Concluída a aprendizagem, partiu para nova aventura, no Grupo Desportivo da Nocal, cervejeira angolana. "Vivia com muitas dificuldades e o ordenado na Nocal eram cinco grades de cerveja por mês. A primeira coisa que fiz quando recebi as primeiras foi trocá-las por um par de ténis e um colchão no mercado do Roque Santeiro. É que eu treinava habitualmente com umas botas da tropa, que até não se adaptavam mal ao piso do nosso recinto." Por essa altura, a comida também escasseava e muitas vezes Lutonda alimentava-se apenas de "arroz com um pouco de sal...", recorda atira o antigo base. Mas nem isso lhe consumia o desejo de treinar: "Andava cerca de vinte quilómetros para treinar e ainda tinha de esconder-me nos becos para fugir às rusgas. Como sabem, nessa altura havia patrulhamento nas ruas", atirou.
Três mil dólares por época e lá veio o apartamento
Com o nascimento da primeira filha ainda muito jovem, decidiu partir para nova aventura à procura de melhores condições de vida. A paragem seguinte, foi o ASA, que lhe ofereceu melhores condições. "A casa dos meus pais era muito pequena e eu já tinha família. A Nocal não tinha dinheiro e o ASA ofereceu-me três mil dólares por época. Assinei por três anos, mas naquela altura até assinaria por quinze. O que eu queria mesmo era comprar um apartamento. Em três anos, ganhámos dois títulos e fui para o 1.º de Agosto, clube de meu coração."
Cabeça quente num dérbi e empurrão ao compadre
Jogador com um comportamento exemplar em quase todas as partidas, Lutonda acabou por falhar num dérbi. "Foi num jogo entre o 1.º de Agosto e o Petro. Não concordei com uma decisão do árbitro e empurrei-o. Sei que tenho responsabilidades, há muitos miúdos que querem ser como eu e dei um péssimo exemplo. Arrependi-me imediatamente do meu ato. Aliás, o árbitro é meu compadre", explicou a antiga estrela.

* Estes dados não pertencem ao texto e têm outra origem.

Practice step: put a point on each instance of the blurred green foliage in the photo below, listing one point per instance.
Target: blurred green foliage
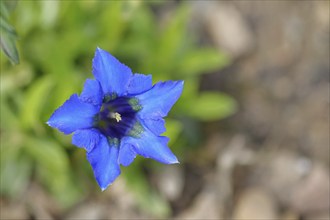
(57, 40)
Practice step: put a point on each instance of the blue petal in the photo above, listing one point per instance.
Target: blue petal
(104, 161)
(86, 138)
(92, 92)
(151, 146)
(157, 101)
(112, 75)
(126, 154)
(157, 126)
(73, 115)
(139, 83)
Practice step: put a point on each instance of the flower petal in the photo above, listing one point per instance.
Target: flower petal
(92, 92)
(139, 83)
(86, 138)
(112, 75)
(126, 154)
(73, 115)
(104, 161)
(157, 101)
(157, 126)
(151, 146)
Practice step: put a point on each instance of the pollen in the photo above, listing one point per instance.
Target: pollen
(115, 116)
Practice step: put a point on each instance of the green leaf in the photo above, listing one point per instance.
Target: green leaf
(173, 129)
(34, 101)
(15, 169)
(53, 170)
(7, 40)
(200, 61)
(210, 106)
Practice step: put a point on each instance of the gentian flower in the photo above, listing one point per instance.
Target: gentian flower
(118, 116)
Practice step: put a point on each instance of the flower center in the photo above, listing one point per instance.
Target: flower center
(117, 118)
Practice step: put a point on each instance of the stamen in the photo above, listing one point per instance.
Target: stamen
(115, 115)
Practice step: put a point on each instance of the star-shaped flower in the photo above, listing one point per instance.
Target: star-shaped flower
(117, 116)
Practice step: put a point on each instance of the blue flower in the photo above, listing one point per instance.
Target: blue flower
(118, 116)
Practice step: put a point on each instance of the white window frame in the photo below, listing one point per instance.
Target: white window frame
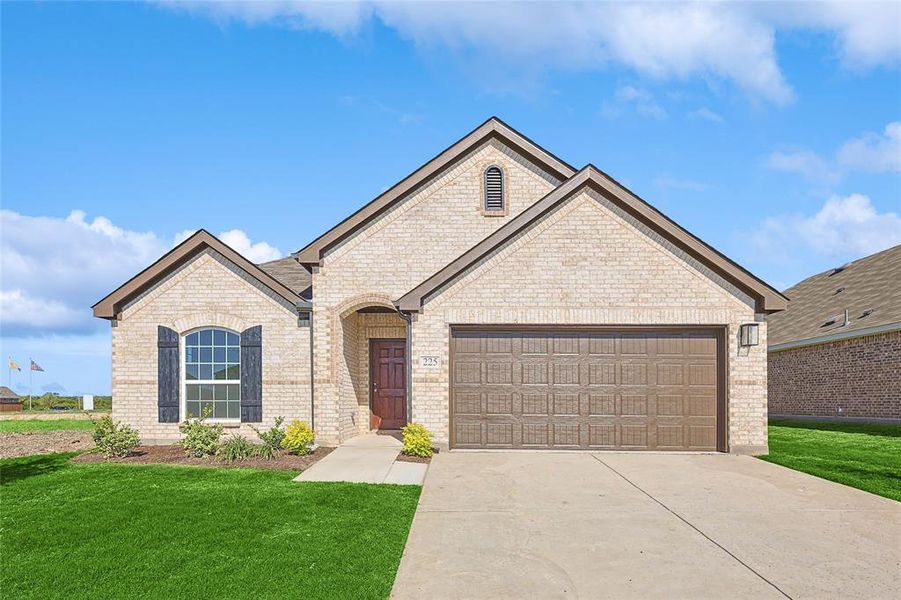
(183, 374)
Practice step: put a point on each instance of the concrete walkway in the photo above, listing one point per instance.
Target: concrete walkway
(366, 459)
(579, 525)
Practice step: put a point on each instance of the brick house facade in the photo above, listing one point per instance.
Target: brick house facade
(836, 350)
(617, 324)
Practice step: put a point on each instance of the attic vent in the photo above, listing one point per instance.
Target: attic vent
(494, 189)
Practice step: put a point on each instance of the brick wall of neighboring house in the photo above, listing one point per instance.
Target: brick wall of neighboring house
(208, 291)
(392, 255)
(588, 263)
(860, 376)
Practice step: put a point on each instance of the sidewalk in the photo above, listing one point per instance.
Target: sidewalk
(366, 459)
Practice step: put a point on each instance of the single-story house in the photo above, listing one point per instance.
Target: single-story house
(496, 295)
(836, 350)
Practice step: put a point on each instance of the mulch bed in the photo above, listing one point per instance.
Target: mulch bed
(40, 442)
(419, 459)
(175, 455)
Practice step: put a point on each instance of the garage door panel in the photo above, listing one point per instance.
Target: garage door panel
(585, 389)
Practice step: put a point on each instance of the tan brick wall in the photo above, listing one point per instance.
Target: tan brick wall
(586, 264)
(208, 291)
(859, 377)
(392, 255)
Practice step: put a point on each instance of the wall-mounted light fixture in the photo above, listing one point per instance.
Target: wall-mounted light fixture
(748, 335)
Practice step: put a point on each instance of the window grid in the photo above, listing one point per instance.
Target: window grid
(213, 374)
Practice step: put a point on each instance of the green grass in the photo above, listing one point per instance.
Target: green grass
(25, 425)
(867, 457)
(96, 530)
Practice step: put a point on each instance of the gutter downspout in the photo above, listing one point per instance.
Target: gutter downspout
(408, 368)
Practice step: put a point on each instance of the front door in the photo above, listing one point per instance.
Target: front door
(388, 363)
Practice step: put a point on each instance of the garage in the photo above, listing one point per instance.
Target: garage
(587, 388)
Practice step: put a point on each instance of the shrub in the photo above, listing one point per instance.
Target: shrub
(200, 438)
(236, 447)
(417, 440)
(272, 437)
(298, 437)
(114, 439)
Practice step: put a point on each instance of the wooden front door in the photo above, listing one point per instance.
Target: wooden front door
(388, 369)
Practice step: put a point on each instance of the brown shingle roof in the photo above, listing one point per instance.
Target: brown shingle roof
(869, 284)
(291, 274)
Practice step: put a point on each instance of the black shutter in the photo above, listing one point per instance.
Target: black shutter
(252, 375)
(167, 375)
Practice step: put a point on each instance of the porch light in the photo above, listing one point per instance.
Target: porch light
(748, 335)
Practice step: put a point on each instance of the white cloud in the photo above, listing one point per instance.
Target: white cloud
(873, 151)
(633, 98)
(659, 40)
(844, 226)
(53, 269)
(705, 114)
(805, 162)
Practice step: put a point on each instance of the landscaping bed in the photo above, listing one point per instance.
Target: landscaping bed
(14, 444)
(860, 455)
(106, 530)
(175, 455)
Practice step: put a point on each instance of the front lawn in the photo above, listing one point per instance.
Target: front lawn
(864, 456)
(93, 530)
(27, 425)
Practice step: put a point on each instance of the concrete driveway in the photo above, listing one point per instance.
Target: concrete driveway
(579, 525)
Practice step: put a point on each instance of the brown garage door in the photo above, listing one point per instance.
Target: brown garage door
(592, 389)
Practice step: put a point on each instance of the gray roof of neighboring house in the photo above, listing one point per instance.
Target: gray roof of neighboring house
(291, 274)
(818, 303)
(5, 392)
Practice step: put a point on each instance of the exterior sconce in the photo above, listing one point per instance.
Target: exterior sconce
(748, 335)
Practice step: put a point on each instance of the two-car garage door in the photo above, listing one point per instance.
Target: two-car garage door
(589, 388)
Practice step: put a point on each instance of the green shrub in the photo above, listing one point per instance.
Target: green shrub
(263, 451)
(236, 447)
(272, 437)
(114, 439)
(200, 438)
(417, 440)
(298, 437)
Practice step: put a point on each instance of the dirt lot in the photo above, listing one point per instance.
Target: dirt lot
(176, 455)
(25, 444)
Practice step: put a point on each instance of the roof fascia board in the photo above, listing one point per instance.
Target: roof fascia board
(769, 299)
(835, 337)
(493, 127)
(108, 307)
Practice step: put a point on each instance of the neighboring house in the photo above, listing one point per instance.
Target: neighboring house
(9, 400)
(496, 295)
(836, 351)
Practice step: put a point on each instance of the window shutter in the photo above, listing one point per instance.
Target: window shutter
(167, 375)
(494, 189)
(252, 375)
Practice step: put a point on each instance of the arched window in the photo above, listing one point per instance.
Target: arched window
(213, 374)
(494, 189)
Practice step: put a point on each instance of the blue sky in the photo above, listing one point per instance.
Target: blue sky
(772, 131)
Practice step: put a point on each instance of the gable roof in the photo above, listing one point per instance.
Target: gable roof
(818, 303)
(768, 299)
(492, 128)
(109, 307)
(290, 272)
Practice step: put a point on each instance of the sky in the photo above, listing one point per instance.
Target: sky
(772, 131)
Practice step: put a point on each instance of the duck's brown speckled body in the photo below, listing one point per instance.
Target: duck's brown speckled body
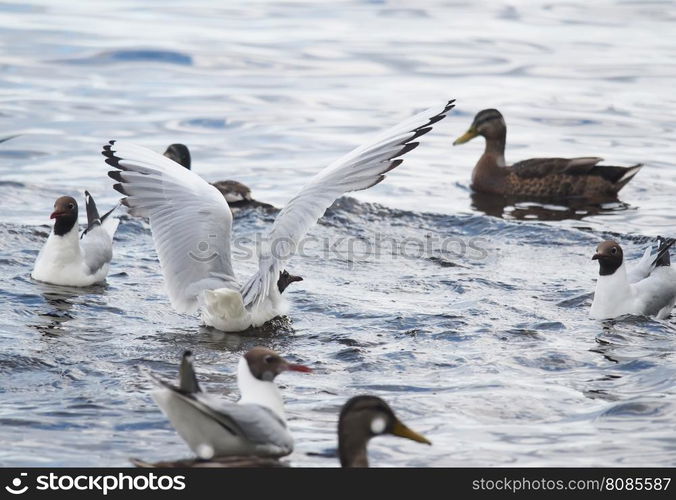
(553, 178)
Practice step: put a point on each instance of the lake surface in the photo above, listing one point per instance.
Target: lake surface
(473, 327)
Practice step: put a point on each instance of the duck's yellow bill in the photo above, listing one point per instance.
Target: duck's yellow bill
(401, 430)
(467, 136)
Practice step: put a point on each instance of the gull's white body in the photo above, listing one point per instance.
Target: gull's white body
(70, 261)
(652, 293)
(212, 427)
(191, 223)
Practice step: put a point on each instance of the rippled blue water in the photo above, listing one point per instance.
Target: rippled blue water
(490, 354)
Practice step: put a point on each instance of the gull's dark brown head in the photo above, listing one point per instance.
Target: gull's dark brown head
(488, 123)
(265, 364)
(65, 213)
(362, 418)
(180, 154)
(609, 254)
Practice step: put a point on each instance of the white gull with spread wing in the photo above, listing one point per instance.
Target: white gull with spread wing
(188, 216)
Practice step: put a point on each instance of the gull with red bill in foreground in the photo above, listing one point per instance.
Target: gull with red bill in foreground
(361, 418)
(255, 426)
(191, 222)
(648, 287)
(71, 259)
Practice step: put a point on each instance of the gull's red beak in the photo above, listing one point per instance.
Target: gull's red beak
(299, 368)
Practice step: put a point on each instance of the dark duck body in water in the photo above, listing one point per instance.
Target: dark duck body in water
(544, 178)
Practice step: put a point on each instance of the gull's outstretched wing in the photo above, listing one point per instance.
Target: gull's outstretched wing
(362, 168)
(190, 220)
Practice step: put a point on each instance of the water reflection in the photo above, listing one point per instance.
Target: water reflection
(511, 207)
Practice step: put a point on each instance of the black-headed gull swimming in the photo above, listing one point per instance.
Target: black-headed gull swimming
(235, 193)
(71, 259)
(646, 288)
(213, 427)
(191, 222)
(361, 418)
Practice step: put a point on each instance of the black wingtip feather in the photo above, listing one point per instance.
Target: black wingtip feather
(409, 146)
(663, 258)
(394, 164)
(120, 189)
(116, 175)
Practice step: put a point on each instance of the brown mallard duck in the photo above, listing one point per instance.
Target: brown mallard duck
(252, 427)
(553, 178)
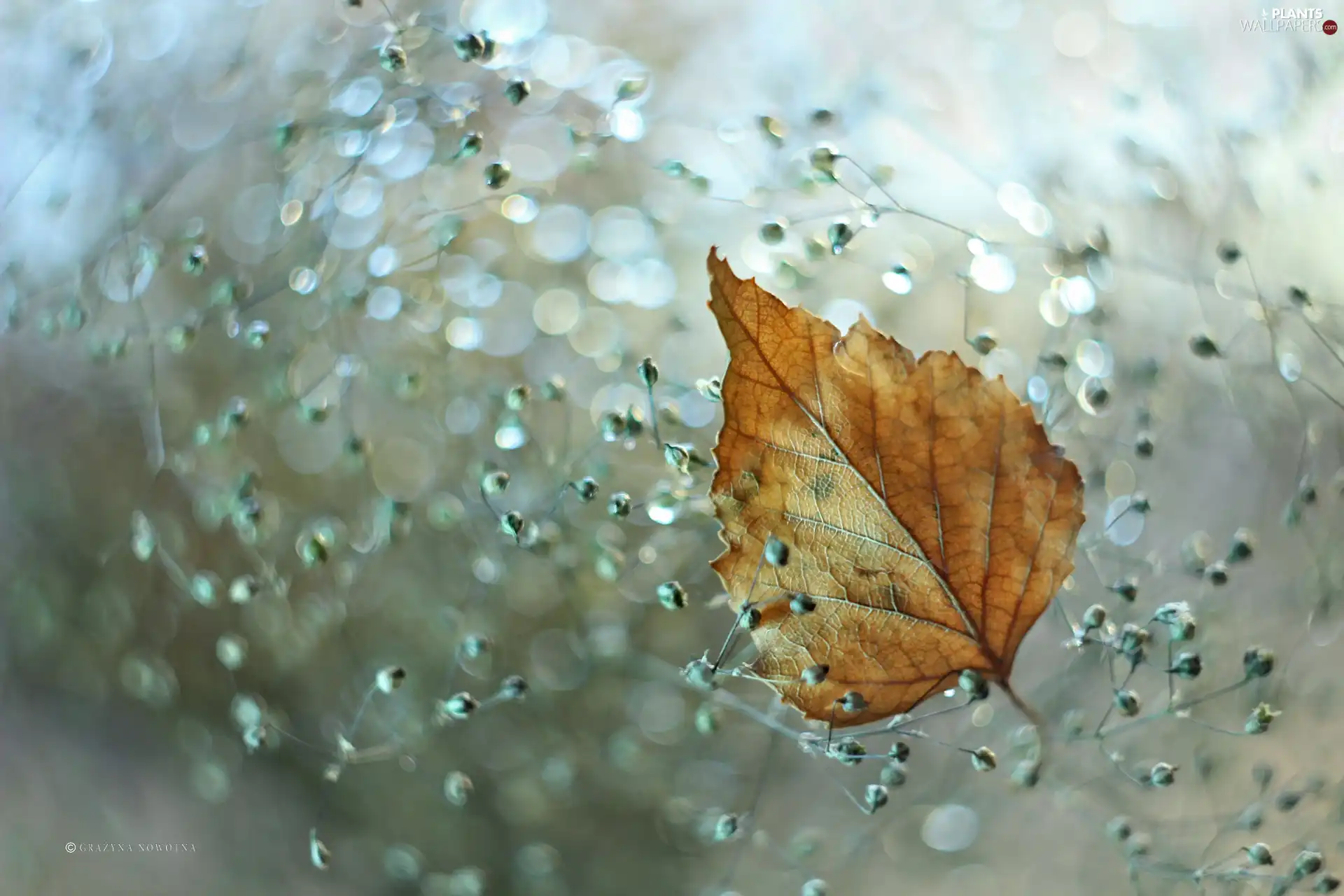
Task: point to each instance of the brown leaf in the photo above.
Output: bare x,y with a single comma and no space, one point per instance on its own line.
926,512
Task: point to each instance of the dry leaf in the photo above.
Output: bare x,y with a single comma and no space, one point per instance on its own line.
927,514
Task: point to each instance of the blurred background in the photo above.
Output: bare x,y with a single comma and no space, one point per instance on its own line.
286,285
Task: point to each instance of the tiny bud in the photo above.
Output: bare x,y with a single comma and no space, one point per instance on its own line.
648,372
619,505
1183,628
892,774
1094,617
749,618
984,343
393,58
984,760
1260,855
974,684
1168,613
672,596
1259,663
701,673
1132,641
612,426
553,390
470,48
470,144
1260,719
585,488
518,90
458,707
1242,547
1307,862
514,688
511,524
1203,346
495,482
1027,774
475,647
839,235
848,751
498,174
676,457
1187,665
1126,701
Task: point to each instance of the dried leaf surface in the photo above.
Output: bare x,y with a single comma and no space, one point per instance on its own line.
926,512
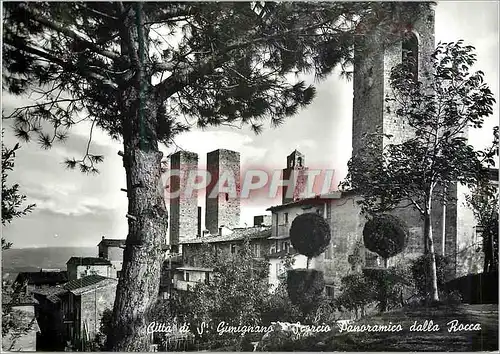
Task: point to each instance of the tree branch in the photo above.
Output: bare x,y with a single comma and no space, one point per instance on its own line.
65,65
66,31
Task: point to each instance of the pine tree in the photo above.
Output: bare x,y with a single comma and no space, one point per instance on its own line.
136,69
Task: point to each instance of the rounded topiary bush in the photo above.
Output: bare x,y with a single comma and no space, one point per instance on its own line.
385,235
421,268
305,286
310,234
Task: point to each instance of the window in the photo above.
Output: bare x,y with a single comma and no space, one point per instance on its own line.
371,260
256,249
329,291
329,252
410,53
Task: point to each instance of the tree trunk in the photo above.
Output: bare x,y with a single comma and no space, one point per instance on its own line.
138,285
430,249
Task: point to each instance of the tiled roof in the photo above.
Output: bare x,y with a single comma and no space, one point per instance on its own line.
78,286
318,199
18,299
51,293
238,234
42,278
200,269
283,253
110,242
88,261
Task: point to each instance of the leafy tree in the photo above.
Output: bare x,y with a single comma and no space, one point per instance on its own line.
385,235
420,269
310,235
484,202
12,200
237,294
15,323
305,287
419,171
141,71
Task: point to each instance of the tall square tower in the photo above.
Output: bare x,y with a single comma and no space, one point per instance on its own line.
408,37
223,208
295,175
183,206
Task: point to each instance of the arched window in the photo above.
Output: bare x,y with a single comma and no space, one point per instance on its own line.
410,53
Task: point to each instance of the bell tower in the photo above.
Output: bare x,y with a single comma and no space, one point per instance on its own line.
294,177
409,36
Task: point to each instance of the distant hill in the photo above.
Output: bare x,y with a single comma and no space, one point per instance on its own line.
33,259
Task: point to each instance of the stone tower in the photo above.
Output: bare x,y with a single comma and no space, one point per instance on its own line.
183,220
295,174
223,208
379,49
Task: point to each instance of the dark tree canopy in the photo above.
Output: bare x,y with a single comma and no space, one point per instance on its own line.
385,235
12,200
146,71
438,108
310,234
484,203
305,287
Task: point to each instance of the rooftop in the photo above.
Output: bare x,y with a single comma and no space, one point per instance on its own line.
318,199
88,261
42,278
50,293
200,269
238,234
110,242
79,286
283,253
17,299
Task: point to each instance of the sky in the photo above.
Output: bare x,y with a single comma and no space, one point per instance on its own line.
73,209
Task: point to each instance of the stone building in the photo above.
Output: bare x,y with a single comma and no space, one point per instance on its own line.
20,308
112,250
377,51
83,304
26,282
79,267
222,194
184,218
294,177
191,270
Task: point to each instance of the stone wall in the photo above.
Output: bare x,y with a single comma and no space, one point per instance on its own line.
223,208
93,304
376,53
25,341
183,220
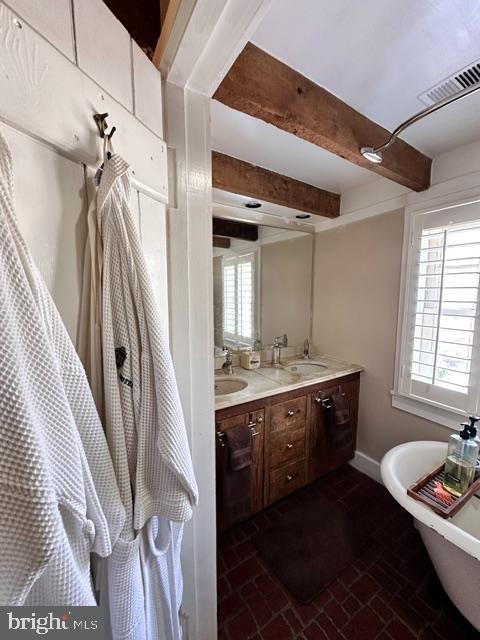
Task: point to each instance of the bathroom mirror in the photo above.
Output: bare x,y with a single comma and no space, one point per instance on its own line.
262,288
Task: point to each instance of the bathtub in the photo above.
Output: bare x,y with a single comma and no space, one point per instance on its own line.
453,544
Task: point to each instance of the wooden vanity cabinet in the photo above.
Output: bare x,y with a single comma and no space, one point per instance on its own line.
256,421
322,457
290,443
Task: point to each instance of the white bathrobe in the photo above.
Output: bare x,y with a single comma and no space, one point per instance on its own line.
59,499
143,421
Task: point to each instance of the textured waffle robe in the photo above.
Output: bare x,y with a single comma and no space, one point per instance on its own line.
59,499
143,419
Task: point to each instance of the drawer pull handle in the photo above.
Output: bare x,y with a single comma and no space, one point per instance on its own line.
325,402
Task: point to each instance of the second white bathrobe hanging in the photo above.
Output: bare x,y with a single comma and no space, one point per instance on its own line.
144,426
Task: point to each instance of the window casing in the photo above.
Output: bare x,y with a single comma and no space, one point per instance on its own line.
239,274
438,354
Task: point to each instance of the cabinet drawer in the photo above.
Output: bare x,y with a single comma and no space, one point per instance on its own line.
286,479
286,446
290,415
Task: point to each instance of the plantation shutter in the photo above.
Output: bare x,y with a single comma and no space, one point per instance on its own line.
441,350
239,298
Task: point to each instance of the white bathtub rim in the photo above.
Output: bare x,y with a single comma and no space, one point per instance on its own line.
444,527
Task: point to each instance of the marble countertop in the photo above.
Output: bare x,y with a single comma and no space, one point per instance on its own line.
269,381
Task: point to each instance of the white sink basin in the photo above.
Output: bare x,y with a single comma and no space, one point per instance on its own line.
306,367
226,385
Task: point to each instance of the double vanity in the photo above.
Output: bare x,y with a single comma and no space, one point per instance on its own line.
287,408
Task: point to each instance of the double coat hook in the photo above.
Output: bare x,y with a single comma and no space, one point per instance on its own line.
101,122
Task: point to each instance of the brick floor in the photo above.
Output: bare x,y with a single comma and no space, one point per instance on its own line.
391,592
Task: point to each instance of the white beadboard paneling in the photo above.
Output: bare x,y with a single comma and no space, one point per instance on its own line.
147,84
51,209
153,233
51,18
103,49
49,97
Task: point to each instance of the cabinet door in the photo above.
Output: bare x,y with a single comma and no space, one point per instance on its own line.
318,450
326,449
255,420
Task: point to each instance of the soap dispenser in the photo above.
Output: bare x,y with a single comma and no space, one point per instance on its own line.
461,459
472,429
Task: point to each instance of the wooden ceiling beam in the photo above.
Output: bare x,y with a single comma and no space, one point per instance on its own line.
168,20
234,229
243,178
221,243
263,87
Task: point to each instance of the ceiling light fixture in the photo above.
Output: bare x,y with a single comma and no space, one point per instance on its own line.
375,154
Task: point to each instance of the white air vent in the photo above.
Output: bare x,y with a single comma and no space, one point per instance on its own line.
462,79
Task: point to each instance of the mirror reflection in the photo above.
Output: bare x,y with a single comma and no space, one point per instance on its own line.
262,287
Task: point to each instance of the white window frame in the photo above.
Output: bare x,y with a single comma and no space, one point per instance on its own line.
234,344
429,409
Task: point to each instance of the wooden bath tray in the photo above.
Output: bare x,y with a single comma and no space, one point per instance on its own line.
422,491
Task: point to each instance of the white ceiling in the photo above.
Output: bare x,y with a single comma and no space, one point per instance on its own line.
376,55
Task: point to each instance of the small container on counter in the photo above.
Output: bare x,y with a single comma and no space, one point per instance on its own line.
461,460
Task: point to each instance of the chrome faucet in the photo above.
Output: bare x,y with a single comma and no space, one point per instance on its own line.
283,339
306,350
227,366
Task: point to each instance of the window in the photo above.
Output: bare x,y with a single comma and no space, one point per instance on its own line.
440,344
239,276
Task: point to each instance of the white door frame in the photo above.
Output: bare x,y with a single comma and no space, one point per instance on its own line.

Recusou casar e não ficou no FC Porto
Terminada a época no ASA e já com o 1.º de Agosto de olho, Miguel Lutonda recebeu um convite para treinar durante alguns dias no FC Porto. O base aceitou o desafio, meteu-se num avião e chegou a Portugal. O problema foi depois... "Ainda treinei durante uma semana, gostaram muito, quiseram inscrever-me mas tinham o problema do excesso de estrangeiros. Propuseram-me que me casasse com uma portuguesa para adquirir a nacionalidade portuguesa, mas eu não quis pois tinha a minha vida em Angola. Regressei e fui para o 1.º Agosto. Posso dizer que por um triz não fui para o FC Porto", comentou, recordando outras duas situações em que poderia ter saído. "Também fui convidado por um clube turco, mas rejeitei logo a proposta pois era para ganhar num ano aquilo que me oferecia o 1.º Agosto num mês. Tive também um convite, durante o Mundial da Grécia, para ir fazer testes aos Estados Unidos, mas lesionei-me e desfez-se o sonho de estar a NBA."